The cabinet shake-up, which has been repeatedly delayed, sees Saad-Eddine El Othmani replaced as foreign minister by the RNI's leader Salaheddine Mezouar, whose agreement to join the government effectively prevented it from collapsing.

"I think the main problem facing the new administration is to agree on a government programme ... taking into account the negotiations between the PJD and the RNI," said political analyst Mohammed Tozy, who also highlighted Morocco's daunting economic challenges.

"As for the economy, key reforms are needed: to restore macro-economic balance, reform the subsidies fund and implement tax reform."

Morocco gets new Islamist govt after 3-month drift
Reflecting the North African country's economic woes, Morocco last year faced a budget deficit of more than 7.0 percent of GDP, while the employment rate among the country's youth is estimated at nearly 30 percent.

The reshuffle sees six women take cabinet posts, four of them from the RNI, compared with just one in the previous administration.

And a new education minister, Rachid Belmokhtar, has been appointed after the king strongly criticised the outgoing government's education policy in a speech in August.

Speaking after Thursday's ceremony, Mezouar said the cabinet was aware of the magnitude of the challenges it faces.

"The new administration will have to respond to the expectations of the people, working in particular for the benefit of the youth and fighting against social inequality," the RNI party's chief told reporters.
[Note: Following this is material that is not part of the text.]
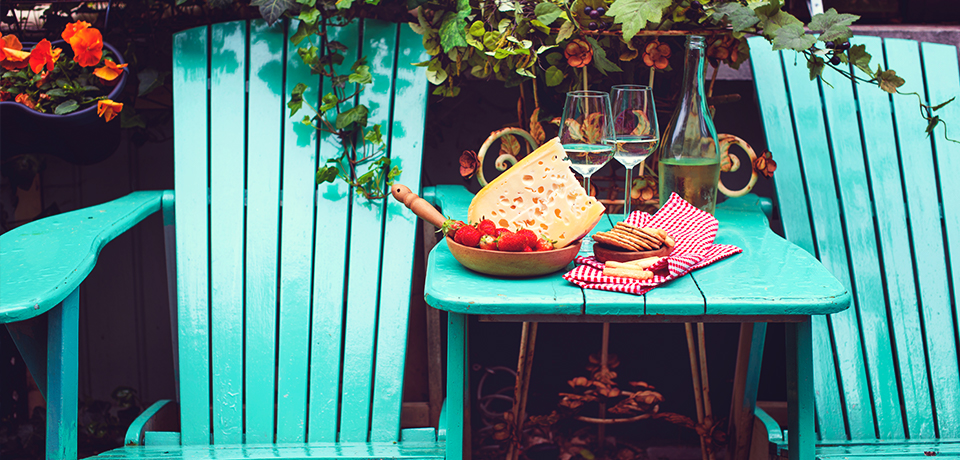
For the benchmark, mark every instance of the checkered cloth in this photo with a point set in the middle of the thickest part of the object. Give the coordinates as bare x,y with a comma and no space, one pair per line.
692,229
He said his party would seek to "strengthen the cohesion of the new government."

Morocco's ruling Islamists triumphed in parliamentary polls that followed Arab Spring protests sweeping Morocco's main cities in 2011, promising to reform the judiciary, tackle a lop-sided economy and battle widespread poverty.

Morocco gets new Islamist govt after 3-month drift
But it was left isolated after the nationalist Istiqlal Party withdrew five of its ministers in July.

Istiqlal chief Hamid Chabat, whose party led the previous ruling alliance, had increasingly accused the PJD of failing to shore up the economy and solve pressing social problems, and of monopolising decisions.

The charges echoed criticism of other Islamist movements in the region empowered by Arab Spring uprisings, notably Egypt's Muslim Brotherhood, whose Mohamed Morsi was deposed as president in a military coup in July, and Tunisia's Ennahda party.

The PJD came under renewed pressure in August when the king, in his annual televised speech to the nation, said "the necessary efforts have not been made" to overcome the "many difficulties" plaguing the education sector.

Benkirane finally managed to avert fresh elections by persuading the RNI to join the coalition.

And his Islamist party, which has struggled to push through much-needed social reforms, began implementing a fuel price indexation system last month aimed at reining in Morocco's unaffordable subsidies and plugging a budget deficit.

Shortly afterwards some 5,000 people responded to a call by Chabat's Istiqlal party and marched in the capital to protest the high cost of living and denounce the PJD.